Hi all,
I am trying to decide how/whether to incorporate principle components into association tests in a gwas. My question is: Is it unwise to standardize a principle component (calculated from snp data) that will be used as a covariate in a linear regression (I suspect this is not ok)? I realize this is a somewhat vague question, although I'm hoping someone who has performed gwas with principal components as covariates will have some insight, thanks.
normally, you don't consider doing this unless you have or expect inflation (most likely) due to population stratification
did you check for this or have another reason for including?
thanks for the response...lets say there is population stratification and inflation- is tinkering with pca values ok in this situation (and if so, should I check the post-tinkered-with values in some way to assure that they are still meaningful representations of the original values). This is perhaps expanding the discussion to 'what makes a good covariate' but it still seems less clear to me that this sort of tinkering would be wise for pca values as opposed to, say height or weight
What do you mean by " standardize a principle component"?

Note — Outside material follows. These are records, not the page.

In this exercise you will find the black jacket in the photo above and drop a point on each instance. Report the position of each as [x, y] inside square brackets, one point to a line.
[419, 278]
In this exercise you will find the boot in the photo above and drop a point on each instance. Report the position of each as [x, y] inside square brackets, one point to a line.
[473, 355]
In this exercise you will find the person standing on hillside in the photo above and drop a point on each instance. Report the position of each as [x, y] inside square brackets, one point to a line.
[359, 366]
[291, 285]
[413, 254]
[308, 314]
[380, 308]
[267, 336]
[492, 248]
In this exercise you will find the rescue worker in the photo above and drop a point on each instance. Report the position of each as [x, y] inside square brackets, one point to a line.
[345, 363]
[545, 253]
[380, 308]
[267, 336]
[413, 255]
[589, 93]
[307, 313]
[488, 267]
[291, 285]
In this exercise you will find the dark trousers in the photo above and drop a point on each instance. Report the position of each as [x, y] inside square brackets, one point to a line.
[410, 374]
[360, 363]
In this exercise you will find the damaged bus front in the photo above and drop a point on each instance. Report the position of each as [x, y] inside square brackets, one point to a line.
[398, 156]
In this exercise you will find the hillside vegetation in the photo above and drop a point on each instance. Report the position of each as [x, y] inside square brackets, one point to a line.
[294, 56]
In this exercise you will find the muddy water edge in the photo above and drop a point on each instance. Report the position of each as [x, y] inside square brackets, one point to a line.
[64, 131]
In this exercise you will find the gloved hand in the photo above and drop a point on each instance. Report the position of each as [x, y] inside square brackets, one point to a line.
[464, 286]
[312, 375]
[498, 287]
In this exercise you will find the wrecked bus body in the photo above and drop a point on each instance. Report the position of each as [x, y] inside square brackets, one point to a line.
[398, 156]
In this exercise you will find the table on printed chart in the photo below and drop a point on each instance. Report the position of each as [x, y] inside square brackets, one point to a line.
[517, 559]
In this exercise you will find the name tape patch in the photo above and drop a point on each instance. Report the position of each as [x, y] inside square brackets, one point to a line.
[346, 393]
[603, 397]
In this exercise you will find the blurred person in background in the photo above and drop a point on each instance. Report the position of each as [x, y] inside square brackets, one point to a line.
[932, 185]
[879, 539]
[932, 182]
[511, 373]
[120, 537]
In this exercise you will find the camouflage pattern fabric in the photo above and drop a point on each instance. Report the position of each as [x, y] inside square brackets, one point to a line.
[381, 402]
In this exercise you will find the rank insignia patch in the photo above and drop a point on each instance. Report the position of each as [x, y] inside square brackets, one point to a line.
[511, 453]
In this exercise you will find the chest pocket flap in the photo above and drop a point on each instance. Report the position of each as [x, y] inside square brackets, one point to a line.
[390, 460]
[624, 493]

a z-transformation of the pca values (calculated by someone else, perhaps using eigenstrat, but i'm not sure, I simply see them as a numerical field alongside other fields like 'height' and 'weight' ) with one quirk: the mean and standard deviation for the z-transformed values are only calculated with a subset of the individuals used to calculate the pca values originally. Here is what's happening: PCA values are calculated upstream by someone -> I get the data -> I perform association testing on a subset of individuals using regression and I input pca values as covariates -> I notice the tool I am using is transforming all covariates to z-scores before inputting them into the regression
If you are working on a subset, check the inflation factor with and without PCA. (Plink's
--assoc --adjust
option will give you inflation factor in a log file). If it doesn't help then you can drop PCA, or recalculate it for your subset of data.